那是奶奶生前最常翻的一本。书页都翻毛了,边角卷起来。

她看着看着,眼泪又掉下来了。

他冲过来,一把抢走那本书。

“还我。”

他笑嘻嘻地晃着书:

“不给。凭什么给你?奶奶最疼你,什么东西都给你。”

“还我。”

“不还。

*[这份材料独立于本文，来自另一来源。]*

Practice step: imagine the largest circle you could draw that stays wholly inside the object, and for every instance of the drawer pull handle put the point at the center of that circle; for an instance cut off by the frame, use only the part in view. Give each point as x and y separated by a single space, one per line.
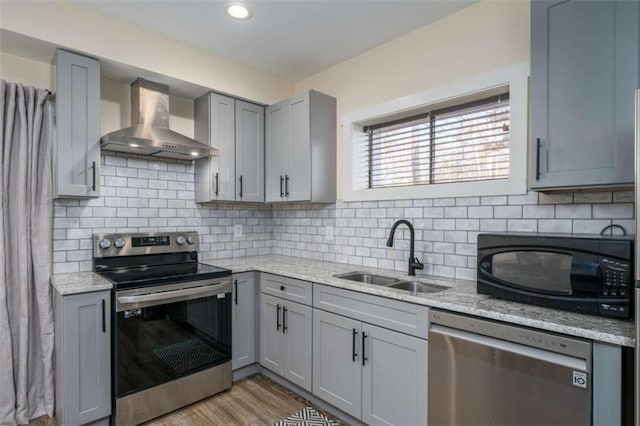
353 345
284 319
364 337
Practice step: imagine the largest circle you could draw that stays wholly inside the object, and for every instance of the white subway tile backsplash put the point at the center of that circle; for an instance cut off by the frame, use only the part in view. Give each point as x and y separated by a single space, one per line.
592 197
573 211
145 195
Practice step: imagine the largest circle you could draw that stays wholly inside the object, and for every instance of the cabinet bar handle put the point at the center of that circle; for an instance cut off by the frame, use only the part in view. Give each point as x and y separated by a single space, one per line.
93 167
284 319
286 185
104 320
281 192
538 159
353 345
364 337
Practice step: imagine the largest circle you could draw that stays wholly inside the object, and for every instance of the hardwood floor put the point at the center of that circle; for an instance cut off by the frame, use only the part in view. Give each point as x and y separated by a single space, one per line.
256 400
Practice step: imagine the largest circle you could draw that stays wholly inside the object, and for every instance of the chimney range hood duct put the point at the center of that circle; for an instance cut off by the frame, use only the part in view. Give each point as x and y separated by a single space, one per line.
149 133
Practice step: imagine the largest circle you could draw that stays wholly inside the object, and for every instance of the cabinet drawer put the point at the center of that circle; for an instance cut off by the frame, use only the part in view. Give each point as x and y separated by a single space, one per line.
392 314
287 288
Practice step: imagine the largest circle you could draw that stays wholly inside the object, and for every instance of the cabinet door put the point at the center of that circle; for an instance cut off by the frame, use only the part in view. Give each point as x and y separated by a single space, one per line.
244 320
394 378
277 149
77 152
337 363
222 137
87 357
297 328
249 152
271 336
584 69
298 185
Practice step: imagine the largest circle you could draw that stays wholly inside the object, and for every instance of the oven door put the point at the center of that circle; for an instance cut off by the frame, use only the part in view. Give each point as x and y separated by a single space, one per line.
166 332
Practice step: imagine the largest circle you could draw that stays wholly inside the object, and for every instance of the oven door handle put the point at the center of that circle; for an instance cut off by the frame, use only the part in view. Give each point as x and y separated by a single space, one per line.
164 297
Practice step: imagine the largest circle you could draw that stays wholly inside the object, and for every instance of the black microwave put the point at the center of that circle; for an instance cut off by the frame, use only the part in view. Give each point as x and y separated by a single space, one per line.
580 273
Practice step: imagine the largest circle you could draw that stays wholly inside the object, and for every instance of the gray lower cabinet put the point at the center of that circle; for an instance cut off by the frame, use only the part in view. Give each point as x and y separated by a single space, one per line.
394 378
285 339
83 357
76 153
337 363
376 375
584 71
244 320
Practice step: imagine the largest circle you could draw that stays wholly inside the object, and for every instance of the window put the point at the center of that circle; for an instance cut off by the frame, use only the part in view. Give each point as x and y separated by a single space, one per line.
461 143
466 138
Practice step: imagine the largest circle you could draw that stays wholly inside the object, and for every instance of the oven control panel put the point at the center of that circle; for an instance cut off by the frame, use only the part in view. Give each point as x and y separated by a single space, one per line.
116 245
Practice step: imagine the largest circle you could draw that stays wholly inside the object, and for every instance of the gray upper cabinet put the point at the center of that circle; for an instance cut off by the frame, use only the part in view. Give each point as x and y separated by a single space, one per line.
249 152
214 125
244 320
301 149
397 395
83 357
76 157
337 365
584 71
236 129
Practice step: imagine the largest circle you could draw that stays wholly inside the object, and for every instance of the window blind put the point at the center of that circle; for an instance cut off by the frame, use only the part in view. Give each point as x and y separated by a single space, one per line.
468 142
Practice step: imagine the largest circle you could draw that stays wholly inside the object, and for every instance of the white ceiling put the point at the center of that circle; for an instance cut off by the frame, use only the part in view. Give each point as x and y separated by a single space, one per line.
292 39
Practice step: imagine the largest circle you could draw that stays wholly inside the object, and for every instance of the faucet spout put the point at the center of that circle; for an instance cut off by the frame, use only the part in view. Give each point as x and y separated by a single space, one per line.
413 262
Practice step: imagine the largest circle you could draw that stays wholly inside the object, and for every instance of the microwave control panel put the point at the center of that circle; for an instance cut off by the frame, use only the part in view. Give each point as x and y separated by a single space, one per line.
616 278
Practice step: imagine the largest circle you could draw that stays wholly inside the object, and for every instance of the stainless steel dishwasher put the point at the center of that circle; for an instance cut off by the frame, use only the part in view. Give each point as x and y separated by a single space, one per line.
487 373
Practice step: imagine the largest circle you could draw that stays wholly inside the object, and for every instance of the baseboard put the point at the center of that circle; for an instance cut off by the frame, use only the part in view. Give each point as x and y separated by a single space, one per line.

”

她站起来,去抢。

他高高举起书,她够不着。

她跳起来,够着了。

两个人扭打在一起。

他们从小练过,经常打架,但都会适可而止。

那天不一样。

那天他特别用力。

他把她按在地上,她挣扎着要起来。

他又把她摔下去。

她再起来,他再摔。

不知道第几次的时候,她的头砸在石头上。

很疼。

血从后脑勺流出来,她摸了一下,手上全是红。

然后她看见他又冲过来。

她以为他还要打。

她想躲,但头晕得厉害,动不了。

他真的又冲过来了。

她闭上眼睛。

但拳头没有落下来。

她睁开眼,看见他愣在那里,脸色惨白。

“血……”他喊,“好多血……”

他开始喊人。

喊得撕心裂肺。

她听见脚步声,很多人跑过来。

然后她就什么都不知道了。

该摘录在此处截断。